Some 50 escaped shortly afterward, leaving 265 thought to be in captivity

The 100 children have arrived in the capital Abuja and are set to be handed over to local government officials in Niger state on Monday, according to the United Nations source.

"They are going to be handed over to Niger state government tomorrow," the source told AFP.

Local media also reported that the release of 100 children had been secured, without offering details on whether it was done through negotiation or military force -- nor on the fate of the remaining students and staff thought to still be in the kidnappers' hands.

The freeing of the 100 children was confirmed to AFP by presidential spokesman Sunday Dare.

"We have been praying and waiting for their return, if it is true then it is a cheering news," said Daniel Atori, spokesman for Bishop Bulus Yohanna of the Kontagora diocese which runs the school.

"However, we are not officially aware and have not been duly notified by the federal government."
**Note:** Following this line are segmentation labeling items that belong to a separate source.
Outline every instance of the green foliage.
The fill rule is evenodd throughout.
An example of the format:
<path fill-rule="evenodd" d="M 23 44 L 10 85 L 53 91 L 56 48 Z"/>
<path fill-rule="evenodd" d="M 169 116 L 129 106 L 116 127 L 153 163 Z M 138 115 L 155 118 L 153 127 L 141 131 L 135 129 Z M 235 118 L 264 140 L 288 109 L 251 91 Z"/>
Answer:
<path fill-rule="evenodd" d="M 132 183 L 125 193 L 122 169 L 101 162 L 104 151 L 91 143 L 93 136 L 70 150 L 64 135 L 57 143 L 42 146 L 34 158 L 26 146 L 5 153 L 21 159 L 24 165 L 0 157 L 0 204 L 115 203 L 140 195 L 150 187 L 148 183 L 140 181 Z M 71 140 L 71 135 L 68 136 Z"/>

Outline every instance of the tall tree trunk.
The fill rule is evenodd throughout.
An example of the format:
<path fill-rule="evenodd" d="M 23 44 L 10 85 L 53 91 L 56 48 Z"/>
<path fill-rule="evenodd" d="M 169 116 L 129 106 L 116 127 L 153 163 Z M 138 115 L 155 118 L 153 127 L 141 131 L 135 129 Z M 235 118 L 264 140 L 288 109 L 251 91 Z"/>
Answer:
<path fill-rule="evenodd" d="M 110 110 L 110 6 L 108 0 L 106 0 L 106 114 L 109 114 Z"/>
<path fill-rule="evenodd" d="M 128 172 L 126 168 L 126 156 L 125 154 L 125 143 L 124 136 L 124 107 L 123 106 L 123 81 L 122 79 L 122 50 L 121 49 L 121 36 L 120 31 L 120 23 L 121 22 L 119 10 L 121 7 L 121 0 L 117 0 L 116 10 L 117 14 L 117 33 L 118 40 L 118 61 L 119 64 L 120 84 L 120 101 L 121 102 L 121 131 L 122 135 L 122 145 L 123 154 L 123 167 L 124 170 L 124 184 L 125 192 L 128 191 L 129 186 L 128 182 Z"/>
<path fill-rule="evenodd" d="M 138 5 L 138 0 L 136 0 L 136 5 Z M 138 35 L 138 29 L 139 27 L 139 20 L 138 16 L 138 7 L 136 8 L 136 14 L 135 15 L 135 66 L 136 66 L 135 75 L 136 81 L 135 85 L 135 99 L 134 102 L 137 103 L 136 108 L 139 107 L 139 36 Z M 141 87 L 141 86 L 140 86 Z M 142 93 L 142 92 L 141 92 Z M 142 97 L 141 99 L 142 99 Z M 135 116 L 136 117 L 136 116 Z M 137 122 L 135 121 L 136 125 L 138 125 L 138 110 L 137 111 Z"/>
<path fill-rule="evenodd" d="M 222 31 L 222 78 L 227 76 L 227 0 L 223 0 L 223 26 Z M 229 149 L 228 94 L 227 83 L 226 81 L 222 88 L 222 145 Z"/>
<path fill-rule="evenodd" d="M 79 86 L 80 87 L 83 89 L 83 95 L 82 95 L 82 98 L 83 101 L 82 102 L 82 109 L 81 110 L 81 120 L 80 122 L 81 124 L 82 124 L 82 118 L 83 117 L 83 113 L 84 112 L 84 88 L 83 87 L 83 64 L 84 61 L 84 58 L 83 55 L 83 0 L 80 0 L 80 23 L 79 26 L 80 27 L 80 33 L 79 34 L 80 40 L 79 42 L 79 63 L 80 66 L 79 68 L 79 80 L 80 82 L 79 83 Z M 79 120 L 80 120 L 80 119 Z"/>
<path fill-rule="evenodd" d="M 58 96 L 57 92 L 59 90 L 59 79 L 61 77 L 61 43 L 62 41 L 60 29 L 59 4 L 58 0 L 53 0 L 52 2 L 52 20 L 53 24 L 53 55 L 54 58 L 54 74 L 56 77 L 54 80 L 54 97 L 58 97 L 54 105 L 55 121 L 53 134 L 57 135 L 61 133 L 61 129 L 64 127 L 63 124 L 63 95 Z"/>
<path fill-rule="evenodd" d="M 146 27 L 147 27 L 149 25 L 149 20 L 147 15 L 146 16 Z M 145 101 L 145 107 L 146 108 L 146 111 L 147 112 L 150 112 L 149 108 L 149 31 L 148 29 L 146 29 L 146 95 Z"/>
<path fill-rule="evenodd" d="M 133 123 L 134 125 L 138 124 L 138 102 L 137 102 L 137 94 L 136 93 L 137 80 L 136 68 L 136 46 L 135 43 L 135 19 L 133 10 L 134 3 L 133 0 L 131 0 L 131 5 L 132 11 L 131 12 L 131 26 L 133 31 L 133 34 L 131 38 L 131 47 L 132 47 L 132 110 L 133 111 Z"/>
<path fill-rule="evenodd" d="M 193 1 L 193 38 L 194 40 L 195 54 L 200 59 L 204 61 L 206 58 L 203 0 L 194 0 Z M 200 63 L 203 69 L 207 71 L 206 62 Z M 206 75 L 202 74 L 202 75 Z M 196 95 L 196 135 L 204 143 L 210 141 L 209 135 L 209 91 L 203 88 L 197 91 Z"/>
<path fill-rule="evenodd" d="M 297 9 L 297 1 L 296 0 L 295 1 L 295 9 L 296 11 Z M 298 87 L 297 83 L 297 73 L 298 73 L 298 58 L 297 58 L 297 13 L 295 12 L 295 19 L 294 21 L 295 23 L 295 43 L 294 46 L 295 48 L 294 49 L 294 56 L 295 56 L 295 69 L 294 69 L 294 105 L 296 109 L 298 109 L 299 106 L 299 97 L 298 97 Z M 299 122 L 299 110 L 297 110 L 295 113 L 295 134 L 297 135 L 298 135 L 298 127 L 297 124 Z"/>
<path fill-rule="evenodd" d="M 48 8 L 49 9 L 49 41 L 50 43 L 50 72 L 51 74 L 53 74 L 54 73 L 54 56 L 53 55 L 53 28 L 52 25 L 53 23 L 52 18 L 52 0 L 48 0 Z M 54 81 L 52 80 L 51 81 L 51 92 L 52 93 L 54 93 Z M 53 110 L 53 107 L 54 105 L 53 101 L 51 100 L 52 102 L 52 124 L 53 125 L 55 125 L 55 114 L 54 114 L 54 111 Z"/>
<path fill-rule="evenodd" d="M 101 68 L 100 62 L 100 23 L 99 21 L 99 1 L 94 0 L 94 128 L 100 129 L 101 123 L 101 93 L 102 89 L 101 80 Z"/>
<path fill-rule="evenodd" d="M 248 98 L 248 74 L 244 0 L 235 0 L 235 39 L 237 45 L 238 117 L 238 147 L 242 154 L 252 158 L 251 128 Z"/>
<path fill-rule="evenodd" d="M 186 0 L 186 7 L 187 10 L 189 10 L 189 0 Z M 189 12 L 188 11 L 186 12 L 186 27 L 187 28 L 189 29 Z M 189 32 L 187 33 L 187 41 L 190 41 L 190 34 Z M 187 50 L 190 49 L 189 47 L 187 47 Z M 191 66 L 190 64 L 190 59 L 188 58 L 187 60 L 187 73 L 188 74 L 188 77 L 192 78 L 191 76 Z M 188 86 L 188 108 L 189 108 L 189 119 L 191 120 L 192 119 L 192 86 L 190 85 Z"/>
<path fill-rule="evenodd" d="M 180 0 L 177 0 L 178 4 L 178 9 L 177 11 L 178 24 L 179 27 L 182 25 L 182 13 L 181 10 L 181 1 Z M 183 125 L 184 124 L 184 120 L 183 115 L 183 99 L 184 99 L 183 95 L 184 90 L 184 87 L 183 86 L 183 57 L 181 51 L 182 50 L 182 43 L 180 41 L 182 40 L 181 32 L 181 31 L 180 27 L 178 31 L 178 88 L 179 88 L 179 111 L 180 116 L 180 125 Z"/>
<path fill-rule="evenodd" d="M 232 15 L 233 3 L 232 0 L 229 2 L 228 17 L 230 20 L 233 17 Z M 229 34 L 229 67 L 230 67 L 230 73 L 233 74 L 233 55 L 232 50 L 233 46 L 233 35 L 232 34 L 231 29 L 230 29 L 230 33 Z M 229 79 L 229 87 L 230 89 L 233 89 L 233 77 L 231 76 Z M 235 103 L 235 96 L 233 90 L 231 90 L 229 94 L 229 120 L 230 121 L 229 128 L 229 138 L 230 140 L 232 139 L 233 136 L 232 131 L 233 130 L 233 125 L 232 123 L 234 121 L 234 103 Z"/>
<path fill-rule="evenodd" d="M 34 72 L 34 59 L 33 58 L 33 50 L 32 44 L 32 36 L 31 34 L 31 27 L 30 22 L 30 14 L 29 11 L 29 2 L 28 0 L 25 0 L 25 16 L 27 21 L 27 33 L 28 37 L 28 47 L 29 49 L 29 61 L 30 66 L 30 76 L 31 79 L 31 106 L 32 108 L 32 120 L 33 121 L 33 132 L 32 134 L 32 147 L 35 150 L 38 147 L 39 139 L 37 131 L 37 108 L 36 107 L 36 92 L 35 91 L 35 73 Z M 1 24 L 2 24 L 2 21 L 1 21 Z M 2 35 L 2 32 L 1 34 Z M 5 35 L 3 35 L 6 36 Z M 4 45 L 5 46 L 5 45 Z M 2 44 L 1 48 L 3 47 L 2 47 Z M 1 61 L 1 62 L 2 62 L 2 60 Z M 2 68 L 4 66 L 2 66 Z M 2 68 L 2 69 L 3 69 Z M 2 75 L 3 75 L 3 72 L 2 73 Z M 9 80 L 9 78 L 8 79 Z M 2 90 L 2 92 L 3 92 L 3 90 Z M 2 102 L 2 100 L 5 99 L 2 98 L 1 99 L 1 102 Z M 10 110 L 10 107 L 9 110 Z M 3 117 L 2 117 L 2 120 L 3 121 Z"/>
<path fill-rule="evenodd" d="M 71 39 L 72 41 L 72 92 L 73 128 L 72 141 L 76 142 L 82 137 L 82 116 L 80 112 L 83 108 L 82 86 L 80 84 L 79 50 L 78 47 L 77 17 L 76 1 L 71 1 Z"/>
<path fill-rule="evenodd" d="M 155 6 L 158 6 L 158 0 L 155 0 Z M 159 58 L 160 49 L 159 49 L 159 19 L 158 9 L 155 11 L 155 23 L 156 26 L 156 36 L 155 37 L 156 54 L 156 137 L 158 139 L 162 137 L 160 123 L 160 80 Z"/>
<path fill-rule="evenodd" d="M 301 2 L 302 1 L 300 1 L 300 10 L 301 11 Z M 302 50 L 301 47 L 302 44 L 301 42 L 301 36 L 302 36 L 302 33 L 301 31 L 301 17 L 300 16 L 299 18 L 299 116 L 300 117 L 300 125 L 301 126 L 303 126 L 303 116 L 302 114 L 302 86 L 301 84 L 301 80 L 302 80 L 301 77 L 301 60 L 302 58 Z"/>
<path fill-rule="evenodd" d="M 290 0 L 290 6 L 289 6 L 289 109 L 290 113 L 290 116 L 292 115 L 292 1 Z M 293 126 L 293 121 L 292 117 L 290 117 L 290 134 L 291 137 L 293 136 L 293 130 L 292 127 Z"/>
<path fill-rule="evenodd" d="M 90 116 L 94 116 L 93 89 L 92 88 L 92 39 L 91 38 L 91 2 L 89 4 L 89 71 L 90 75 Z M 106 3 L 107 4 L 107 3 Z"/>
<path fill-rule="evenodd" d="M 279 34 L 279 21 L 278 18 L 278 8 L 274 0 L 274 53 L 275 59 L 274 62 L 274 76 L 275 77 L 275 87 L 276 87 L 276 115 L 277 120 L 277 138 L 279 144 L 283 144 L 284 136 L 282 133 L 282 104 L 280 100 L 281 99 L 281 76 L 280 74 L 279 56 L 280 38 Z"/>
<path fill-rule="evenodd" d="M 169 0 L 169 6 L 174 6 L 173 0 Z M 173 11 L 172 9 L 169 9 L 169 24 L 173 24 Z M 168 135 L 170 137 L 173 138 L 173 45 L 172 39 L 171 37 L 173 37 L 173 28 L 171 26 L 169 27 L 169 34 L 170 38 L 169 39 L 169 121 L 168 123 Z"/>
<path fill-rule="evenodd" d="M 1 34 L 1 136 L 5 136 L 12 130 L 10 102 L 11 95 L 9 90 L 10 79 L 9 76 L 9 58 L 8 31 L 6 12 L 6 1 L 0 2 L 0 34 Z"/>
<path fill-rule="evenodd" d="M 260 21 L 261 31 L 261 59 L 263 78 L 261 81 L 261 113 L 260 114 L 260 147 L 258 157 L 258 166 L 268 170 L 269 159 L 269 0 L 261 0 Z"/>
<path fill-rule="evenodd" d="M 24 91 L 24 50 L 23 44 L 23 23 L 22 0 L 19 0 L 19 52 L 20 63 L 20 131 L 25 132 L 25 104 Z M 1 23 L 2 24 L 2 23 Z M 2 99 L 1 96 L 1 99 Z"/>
- US diplomatic pressure -

Though kidnappings for ransom are common in the country as a way for criminals and armed groups to make quick cash, a spate of mass abductions in November put an uncomfortable spotlight on Nigeria's already grim security situation.

The country faces a long-running jihadist insurgency in the northeast, while armed "bandit" gangs conduct kidnappings and loot villages in the northwest.
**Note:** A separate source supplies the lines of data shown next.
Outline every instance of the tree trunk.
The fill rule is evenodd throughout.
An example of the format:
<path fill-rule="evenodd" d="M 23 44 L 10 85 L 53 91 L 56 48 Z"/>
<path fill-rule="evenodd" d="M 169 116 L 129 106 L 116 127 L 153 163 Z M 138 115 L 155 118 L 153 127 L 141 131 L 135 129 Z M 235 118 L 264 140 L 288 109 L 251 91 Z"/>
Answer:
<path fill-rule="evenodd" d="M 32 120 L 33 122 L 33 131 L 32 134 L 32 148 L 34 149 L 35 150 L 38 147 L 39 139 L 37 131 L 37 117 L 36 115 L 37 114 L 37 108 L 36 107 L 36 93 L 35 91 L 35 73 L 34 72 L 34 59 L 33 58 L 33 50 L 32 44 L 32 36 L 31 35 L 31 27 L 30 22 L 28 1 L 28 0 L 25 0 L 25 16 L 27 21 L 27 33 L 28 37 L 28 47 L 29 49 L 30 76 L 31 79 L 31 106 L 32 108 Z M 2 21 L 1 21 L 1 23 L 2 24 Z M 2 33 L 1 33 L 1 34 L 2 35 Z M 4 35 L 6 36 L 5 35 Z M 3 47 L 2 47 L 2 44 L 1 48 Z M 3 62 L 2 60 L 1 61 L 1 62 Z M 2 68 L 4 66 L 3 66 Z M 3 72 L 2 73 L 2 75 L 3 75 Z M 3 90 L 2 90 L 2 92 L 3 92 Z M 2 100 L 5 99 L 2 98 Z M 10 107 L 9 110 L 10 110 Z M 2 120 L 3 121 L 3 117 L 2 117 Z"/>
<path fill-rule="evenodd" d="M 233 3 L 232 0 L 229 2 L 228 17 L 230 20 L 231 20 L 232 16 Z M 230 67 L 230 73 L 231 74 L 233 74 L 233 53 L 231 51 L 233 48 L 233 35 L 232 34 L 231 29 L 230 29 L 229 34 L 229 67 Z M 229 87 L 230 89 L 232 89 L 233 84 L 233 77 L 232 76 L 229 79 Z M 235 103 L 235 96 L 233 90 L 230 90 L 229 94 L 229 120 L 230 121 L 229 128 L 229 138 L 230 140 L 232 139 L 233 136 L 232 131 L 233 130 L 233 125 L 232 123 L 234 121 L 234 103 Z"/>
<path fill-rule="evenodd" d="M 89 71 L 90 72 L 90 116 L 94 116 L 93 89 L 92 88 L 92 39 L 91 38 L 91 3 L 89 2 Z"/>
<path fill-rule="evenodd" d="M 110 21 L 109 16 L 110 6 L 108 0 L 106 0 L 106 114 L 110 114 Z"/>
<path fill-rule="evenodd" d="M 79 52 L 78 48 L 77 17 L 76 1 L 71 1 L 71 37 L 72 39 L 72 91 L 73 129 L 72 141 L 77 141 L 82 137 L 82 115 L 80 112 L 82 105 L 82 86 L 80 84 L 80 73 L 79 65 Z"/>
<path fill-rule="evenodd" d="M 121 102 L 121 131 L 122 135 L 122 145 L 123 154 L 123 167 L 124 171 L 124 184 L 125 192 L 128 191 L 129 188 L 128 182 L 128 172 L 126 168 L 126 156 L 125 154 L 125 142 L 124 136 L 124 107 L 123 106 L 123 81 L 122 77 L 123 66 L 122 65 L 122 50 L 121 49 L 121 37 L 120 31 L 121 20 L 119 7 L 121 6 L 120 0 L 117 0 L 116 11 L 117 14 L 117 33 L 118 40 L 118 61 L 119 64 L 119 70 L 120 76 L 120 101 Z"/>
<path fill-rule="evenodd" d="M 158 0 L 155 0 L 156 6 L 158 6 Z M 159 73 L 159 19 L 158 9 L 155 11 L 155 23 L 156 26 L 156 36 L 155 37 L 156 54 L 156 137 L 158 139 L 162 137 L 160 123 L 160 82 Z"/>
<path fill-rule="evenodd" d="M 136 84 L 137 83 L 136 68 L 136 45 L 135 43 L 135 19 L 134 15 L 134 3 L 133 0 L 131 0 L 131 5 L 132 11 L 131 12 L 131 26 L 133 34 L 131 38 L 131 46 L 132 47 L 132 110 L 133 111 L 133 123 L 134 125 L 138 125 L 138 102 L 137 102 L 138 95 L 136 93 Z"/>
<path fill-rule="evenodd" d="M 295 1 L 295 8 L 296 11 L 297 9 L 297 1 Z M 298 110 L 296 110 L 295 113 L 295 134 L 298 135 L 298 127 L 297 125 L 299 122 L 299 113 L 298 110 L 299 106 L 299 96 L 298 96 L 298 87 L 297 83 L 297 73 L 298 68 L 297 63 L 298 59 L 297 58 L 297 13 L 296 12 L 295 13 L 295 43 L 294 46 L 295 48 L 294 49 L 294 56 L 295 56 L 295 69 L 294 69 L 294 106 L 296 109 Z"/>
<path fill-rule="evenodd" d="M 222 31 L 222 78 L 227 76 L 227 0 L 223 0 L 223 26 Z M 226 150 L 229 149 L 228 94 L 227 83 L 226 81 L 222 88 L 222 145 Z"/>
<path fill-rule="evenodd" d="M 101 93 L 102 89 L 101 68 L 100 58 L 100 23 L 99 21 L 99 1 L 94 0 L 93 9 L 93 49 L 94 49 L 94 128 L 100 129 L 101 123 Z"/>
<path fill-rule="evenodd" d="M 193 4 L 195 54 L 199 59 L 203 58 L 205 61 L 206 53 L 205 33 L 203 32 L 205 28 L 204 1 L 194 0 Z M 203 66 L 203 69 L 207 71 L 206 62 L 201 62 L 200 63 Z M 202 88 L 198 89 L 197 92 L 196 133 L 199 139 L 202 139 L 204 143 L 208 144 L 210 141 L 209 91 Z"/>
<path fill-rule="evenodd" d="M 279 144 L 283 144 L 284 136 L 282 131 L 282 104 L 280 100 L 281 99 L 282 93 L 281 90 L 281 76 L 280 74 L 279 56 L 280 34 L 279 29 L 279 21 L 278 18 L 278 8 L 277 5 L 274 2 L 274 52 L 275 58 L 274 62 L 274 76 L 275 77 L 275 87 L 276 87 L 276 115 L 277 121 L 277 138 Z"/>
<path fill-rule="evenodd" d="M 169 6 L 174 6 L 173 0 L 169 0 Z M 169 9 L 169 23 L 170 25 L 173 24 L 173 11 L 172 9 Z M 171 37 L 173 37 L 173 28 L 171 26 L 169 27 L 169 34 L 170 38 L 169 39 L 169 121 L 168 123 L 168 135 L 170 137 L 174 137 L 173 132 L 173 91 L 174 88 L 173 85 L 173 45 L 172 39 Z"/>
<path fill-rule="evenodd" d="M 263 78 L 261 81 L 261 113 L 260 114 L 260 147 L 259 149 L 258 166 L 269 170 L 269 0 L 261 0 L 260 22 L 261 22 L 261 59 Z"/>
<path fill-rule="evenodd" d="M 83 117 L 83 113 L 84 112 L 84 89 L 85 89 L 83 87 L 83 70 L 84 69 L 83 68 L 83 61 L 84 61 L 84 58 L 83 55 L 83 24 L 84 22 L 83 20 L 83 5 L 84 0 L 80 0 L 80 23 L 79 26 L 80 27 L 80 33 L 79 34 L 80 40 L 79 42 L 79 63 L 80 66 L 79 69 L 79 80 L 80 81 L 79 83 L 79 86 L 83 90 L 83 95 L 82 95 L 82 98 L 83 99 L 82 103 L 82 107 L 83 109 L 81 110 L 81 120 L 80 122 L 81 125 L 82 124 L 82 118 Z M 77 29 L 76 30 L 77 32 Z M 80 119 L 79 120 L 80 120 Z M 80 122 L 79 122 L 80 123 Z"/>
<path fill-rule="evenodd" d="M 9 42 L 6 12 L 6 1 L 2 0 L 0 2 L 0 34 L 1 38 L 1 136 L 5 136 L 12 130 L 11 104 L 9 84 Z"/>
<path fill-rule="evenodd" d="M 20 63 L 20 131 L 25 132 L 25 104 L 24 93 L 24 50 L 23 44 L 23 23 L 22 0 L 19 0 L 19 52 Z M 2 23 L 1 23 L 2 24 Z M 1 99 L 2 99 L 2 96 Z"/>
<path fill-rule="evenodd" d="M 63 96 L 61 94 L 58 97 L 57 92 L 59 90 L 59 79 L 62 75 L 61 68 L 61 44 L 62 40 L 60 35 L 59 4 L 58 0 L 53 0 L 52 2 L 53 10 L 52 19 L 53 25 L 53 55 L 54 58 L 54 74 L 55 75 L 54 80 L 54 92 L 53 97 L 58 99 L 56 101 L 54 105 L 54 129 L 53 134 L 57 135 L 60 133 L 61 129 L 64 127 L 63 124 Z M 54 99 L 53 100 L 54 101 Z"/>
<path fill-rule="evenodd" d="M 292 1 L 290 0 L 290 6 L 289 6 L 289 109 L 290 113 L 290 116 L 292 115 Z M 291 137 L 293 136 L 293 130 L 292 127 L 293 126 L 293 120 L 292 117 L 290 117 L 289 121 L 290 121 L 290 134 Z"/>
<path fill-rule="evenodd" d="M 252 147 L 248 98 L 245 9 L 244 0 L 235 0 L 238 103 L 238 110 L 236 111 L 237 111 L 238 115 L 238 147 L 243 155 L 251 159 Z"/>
In November, assailants across the country kidnapped two dozen Muslim schoolgirls, 38 church worshippers, a bride and her bridesmaids, farmers, women and children all taken hostage.

It is unclear who was behind the St. Mary's kidnapping.

The kidnappings also came as Nigeria faces a diplomatic offensive from the United States, where President Donald Trump has alleged that mass killings of Christians have amounted to a "genocide" and threatened to intervene militarily.

The Nigerian government and independent analysts have rejected that framing, which has long been used by the Christian right in the United States and Europe.

The religiously diverse country of 230 million people is the scene of myriad conflicts -- including farmer-herder clashes in the centre and separatist violence in the southeast -- that have killed both Christians and Muslims.

- Kidnapping 'industry' -

One of the first mass kidnappings that drew international attention was in 2014, when nearly 300 girls were snatched from their boarding school in the northeastern town of Chibok by Boko Haram jihadists.

A decade later, Nigeria's kidnap-for-ransom crisis has "consolidated into a structured, profit-seeking industry" that raised some $1.66 million between July 2024 and June 2025, according to a recent report by SBM Intelligence, a Lagos-based consultancy.

Some analysts have worried that Trump's recent comments might have emboldened armed groups, while others pointed out that mass kidnappings have come in waves before.

A local government official in Nigeria's eastern Borno state meanwhile told AFP armed groups might be trying to hold captives as potential human shields in case the United States follows through on its threat of airstrikes.

In recent weeks, security analysts have been tracking US observation flights over known jihadist forest strongholds in northern Nigeria.